The interest inspired by these simple narratives suggests the reflection, that literature, which has thus far portrayed so few aspects of external Nature, has described almost nothing of winter beauty. In English books, especially, this season is simply forlorn and disagreeable, dark and dismal.
“And foul
and fierce
All winter drives along the darkened air.”
“When dark December shrouds the
transient
day,
And stormy winds are howling in
their
ire,
Why com’st not thou?. ... Oh,
haste to pay
The cordial visit sullen hours require!”
“Winter will oft at eve resume the
breeze,
Chill the pale morn, and bid his
driving
blasts
Deform the day delightless.”
“Now that the fields are dank and
ways are
mire,
With whom you might converse, and
by the
fire
Help waste the sullen day.”
But our prevalent association with winter, in the Northern United States, is with something white and dazzling and brilliant; and it is time to paint our own pictures, and cease to borrow these gloomy alien tints. One must turn eagerly every season to the few glimpses of American winter aspects: to Emerson’s “Snow-Storm,” every word a sculpture,—to the admirable storm in “Margaret,”—to Thoreau’s “Winter Walk,” in the “Dial,”—and to Lowell’s “First Snow-Flake.” These are fresh and real pictures, which carry us back to the Greek Anthology, where the herds come wandering down from the wooded mountains, covered with snow, and to Homer’s aged Ulysses, his wise words falling like the snows of winter.

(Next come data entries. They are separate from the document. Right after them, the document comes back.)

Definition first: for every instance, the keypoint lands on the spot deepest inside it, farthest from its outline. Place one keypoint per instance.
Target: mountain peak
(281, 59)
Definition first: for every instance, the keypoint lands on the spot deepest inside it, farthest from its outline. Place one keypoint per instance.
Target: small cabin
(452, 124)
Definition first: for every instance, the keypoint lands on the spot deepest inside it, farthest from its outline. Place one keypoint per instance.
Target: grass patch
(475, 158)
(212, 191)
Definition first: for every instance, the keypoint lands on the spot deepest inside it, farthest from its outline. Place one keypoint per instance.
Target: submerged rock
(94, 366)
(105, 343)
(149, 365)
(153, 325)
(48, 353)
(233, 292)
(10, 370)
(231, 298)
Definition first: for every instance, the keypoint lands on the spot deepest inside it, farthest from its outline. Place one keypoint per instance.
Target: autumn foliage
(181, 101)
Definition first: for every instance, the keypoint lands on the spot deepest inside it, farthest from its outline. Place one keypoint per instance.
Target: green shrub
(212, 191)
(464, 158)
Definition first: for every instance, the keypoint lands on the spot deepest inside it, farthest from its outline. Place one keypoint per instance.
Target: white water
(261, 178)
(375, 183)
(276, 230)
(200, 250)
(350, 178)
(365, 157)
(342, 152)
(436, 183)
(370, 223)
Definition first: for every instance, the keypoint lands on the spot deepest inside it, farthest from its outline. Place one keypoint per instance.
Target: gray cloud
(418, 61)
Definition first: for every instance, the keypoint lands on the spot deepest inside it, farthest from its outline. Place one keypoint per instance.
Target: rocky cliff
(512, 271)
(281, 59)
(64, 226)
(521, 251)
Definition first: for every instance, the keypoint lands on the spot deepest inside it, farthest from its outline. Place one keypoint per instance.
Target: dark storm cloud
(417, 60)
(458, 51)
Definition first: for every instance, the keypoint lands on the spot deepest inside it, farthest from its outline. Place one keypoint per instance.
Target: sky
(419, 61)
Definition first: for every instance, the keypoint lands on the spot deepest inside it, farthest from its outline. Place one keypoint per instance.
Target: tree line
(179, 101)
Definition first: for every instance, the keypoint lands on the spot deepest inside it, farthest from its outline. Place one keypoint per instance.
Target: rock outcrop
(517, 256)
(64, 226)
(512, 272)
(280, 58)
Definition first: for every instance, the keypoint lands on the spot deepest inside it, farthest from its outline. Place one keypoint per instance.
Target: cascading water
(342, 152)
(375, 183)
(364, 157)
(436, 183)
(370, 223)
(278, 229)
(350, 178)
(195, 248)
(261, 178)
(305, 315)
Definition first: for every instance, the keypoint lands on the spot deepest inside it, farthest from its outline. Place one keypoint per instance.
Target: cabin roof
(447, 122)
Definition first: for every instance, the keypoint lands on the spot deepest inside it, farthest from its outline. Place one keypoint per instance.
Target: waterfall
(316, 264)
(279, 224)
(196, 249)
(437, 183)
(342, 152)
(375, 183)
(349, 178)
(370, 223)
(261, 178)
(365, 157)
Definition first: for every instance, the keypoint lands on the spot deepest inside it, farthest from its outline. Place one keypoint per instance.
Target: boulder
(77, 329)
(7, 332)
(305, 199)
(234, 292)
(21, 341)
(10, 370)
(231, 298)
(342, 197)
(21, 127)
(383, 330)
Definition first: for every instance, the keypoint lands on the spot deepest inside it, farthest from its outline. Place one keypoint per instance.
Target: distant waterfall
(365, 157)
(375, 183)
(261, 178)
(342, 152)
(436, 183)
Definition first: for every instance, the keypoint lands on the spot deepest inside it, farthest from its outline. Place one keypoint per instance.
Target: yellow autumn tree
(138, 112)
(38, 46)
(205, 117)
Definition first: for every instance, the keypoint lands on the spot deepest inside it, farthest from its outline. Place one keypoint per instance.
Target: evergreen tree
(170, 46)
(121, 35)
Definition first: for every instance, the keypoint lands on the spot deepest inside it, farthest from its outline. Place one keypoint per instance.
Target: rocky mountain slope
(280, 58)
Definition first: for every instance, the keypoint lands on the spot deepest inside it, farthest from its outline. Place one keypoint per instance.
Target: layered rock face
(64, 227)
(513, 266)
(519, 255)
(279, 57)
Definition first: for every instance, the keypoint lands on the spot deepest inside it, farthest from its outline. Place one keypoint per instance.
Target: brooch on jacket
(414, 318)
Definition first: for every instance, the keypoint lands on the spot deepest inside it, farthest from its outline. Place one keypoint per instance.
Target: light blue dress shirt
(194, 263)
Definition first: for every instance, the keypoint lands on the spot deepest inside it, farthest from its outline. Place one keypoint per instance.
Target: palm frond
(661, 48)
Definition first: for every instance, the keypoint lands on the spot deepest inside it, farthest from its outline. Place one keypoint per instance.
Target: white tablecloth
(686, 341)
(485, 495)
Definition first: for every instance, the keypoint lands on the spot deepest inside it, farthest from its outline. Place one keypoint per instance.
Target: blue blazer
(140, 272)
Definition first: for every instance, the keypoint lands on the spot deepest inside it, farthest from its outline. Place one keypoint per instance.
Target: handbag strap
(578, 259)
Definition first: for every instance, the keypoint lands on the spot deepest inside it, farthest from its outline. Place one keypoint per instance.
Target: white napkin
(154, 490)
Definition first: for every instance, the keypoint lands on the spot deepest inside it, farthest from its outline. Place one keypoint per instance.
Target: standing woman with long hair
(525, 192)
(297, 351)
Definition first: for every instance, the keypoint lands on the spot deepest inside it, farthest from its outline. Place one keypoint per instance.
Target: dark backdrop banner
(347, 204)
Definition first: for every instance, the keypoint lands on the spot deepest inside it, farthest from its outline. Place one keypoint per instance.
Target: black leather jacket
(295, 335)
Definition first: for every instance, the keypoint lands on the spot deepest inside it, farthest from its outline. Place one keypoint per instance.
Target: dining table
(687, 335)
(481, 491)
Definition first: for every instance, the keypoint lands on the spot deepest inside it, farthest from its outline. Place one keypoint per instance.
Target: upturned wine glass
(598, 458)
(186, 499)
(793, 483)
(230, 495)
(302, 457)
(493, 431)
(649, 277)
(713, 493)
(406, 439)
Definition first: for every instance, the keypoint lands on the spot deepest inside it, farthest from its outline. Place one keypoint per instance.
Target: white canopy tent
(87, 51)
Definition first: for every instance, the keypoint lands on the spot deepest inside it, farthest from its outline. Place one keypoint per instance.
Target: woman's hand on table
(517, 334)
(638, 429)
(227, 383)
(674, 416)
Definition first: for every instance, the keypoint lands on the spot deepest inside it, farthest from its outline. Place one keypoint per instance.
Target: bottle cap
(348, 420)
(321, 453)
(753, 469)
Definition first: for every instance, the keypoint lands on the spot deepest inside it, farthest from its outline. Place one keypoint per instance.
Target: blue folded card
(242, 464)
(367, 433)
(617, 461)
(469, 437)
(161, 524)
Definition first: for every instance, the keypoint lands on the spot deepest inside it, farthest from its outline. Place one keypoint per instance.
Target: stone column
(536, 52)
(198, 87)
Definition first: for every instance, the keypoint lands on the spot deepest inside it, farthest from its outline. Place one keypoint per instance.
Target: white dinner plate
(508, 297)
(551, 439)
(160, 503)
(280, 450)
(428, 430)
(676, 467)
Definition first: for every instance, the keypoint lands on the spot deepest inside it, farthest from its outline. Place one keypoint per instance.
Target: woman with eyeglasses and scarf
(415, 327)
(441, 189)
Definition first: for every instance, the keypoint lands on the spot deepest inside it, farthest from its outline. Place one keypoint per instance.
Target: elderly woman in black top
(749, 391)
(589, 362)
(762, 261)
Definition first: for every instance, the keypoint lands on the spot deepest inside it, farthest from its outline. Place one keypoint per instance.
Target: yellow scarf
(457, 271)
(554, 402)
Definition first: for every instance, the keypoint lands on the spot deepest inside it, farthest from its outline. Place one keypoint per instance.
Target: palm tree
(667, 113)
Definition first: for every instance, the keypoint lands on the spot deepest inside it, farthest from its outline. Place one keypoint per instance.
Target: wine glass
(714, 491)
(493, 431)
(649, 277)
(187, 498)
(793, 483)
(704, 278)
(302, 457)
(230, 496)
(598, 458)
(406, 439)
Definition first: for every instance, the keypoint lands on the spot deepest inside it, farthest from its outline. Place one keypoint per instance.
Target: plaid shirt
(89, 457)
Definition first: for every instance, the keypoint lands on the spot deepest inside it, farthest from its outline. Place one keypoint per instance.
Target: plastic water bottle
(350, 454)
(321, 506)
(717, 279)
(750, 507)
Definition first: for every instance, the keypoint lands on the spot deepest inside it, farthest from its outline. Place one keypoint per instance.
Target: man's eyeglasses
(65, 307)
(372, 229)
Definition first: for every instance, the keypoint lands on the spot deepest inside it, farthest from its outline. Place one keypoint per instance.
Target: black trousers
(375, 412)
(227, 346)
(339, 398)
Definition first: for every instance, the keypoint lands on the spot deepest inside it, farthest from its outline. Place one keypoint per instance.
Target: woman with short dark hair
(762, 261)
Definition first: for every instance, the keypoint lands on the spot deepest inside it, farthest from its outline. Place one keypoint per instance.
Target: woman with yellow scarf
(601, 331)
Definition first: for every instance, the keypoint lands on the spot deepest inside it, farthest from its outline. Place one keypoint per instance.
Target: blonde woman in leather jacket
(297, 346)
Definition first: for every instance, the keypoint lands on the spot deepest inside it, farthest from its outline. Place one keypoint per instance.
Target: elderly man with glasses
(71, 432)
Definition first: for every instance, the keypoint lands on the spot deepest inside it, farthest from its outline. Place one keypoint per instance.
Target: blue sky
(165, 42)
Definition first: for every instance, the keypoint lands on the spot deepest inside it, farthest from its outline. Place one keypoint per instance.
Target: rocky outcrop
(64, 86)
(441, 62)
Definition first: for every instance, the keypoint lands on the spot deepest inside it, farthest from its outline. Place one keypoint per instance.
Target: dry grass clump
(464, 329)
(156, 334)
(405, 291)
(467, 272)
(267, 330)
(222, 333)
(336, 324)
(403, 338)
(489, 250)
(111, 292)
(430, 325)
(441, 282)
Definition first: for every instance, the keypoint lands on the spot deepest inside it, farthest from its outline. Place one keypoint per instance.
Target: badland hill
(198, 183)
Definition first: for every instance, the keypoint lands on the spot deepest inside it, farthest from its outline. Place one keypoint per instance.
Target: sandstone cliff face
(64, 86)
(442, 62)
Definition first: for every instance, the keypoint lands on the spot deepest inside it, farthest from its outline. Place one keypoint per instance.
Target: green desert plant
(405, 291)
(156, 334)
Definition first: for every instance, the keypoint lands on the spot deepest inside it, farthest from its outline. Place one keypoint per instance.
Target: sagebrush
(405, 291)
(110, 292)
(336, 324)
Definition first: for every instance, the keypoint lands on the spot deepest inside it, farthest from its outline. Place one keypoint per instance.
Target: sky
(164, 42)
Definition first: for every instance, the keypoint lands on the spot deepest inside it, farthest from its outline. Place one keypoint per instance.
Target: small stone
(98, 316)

Let me add to this scanty gallery of snow-pictures the quaint lore contained in one of the multitudinous sermons of Increase Mather, printed in 1704, entitled “A Brief Discourse concerning the Prayse due to God for His Mercy in giving Snow like Wool.” One can fancy the delight of the oppressed Puritan boys, in the days of the nineteenthlies, driven to the place of worship by the tithing-men, and cooped up on the pulpit-and gallery-stairs under charge of the constables, at hearing for once a discourse which they could understand,—snow-balling spiritualized. This was not one of Emerson’s terrible examples,—“the storm real, and the preacher only phenomenal”; but this setting of snow-drifts, which in our winters lends such grace to every stern rock and rugged tree, throws a charm even around the grim theology of the Mathers. Three main propositions, seven subdivisions, four applications, and four uses, but the wreaths and the gracefulness are cast about them all,—while the wonderful commonplace-books of those days, which held everything, had accumulated scraps of winter learning which cannot be spared from these less abstruse pages.